All of the mono-naphthalimide derivatives, M-31860, M-31862 and M-31867 (Table 1 and Table 3) from the secondary screen had IC50 values that were at least 100fold higher than the bis-naphthalimide, M-31850 (Table 3). All of these derivatives contained a small hydrophobic group N-linked to the underlying naphthalimide by a short alkyl chain that lacked a secondary amine. Similarly, the decreased inhibitory activity of the mono-naphthalimides, BTB12933 and 5141402, further underline the importance of the second naphthalimide moiety.
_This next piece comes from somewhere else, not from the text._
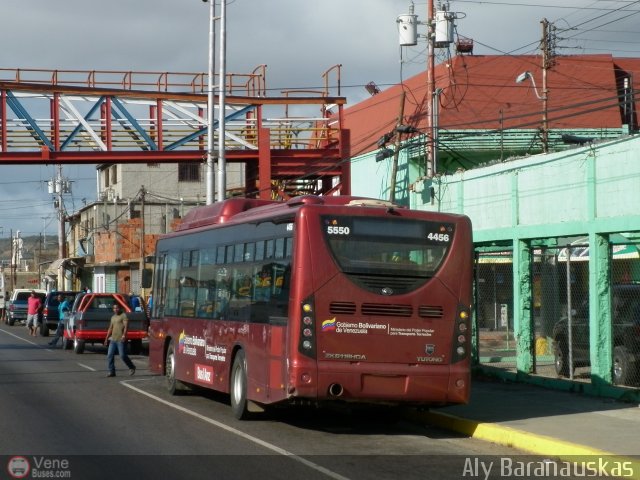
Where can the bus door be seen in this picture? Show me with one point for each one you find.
(270, 313)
The critical role of the secondary amine group in the linker bridging the two naphthalimide moieties was underscored by the loss of all inhibitory activity when it was replaced by an ether linkage in the analogous position in compound 7916963. The behavior of this compound suggests that the secondary amine in M-31850 may be involved in the formation of a hydrogen bond with an unidentified residue in Hex A. Although reduced more than ten-fold, the inhibitory activity of compound 5141402 suggests that an analogously positioned hydroxyl group could provide the necessary hydrogen atom. The importance of the N-alkylamine linker for inhibitory activity of both the mono- and bis-naphthalimide derivatives, 5141402 and M-31850, is reminiscent of recently described iminocyclitol based Hex inhibitors bearing an N-alkylamine moiety.
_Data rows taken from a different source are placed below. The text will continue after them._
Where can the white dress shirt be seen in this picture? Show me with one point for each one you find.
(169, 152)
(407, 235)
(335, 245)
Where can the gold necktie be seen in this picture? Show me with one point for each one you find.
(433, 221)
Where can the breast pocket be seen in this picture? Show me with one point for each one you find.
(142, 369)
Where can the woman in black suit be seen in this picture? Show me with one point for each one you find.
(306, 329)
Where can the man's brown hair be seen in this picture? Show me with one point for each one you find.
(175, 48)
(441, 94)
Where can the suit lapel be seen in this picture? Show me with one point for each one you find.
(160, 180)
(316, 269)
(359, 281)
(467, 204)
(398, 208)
The attenuated inhibitory activity of compound 5141402, lacking the second naphthalimide, suggests that it may provide additional hydrophobic contacts important for high affinity binding. It is surprising that there is an approximately 8-fold decrease in the inhibitory activity of LU79553, as it bears two naphthalimide groups and the position of the amine in the linker relative to the naphthalimide group is identical to that in M-31850. This suggests that the two naphthalimide groups must be spaced appropriately in order to effectively bind Hex A. The second active site in Hex A is not a candidate for the site that binds the second naphthamide group in M-31850, as the measured distance between the two active sites is more that 2.5 times the size of the alkylamine linker in M-31850. However the proposed hydrophobic aglycon pockets just outside either active site of Hex A remain possible candidates.
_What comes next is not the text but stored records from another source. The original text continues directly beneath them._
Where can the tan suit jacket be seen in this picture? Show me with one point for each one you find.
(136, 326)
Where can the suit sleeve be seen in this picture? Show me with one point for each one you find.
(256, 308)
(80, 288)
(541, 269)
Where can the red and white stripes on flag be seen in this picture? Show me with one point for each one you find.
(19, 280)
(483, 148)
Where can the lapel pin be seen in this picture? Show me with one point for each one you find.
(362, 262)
On the basis of the inhibitory activity of the naphthalimide derivatives in Table 2, and the fact that M-31850 is a competitive inhibitor, the following binding model is proposed. One of the naphthalimide groups binds directly in the substrate binding pocket of Hex A, while the second naphthalimide moiety binds to a secondary hydrophobic patch, e.g. an aglycon binding site. An appropriately sized linker between the two naphthalimide groups is needed to span the two sites and must also be able to form a stabilizing hydrogen bond with an acidic acceptor residue on the surface of Hex A.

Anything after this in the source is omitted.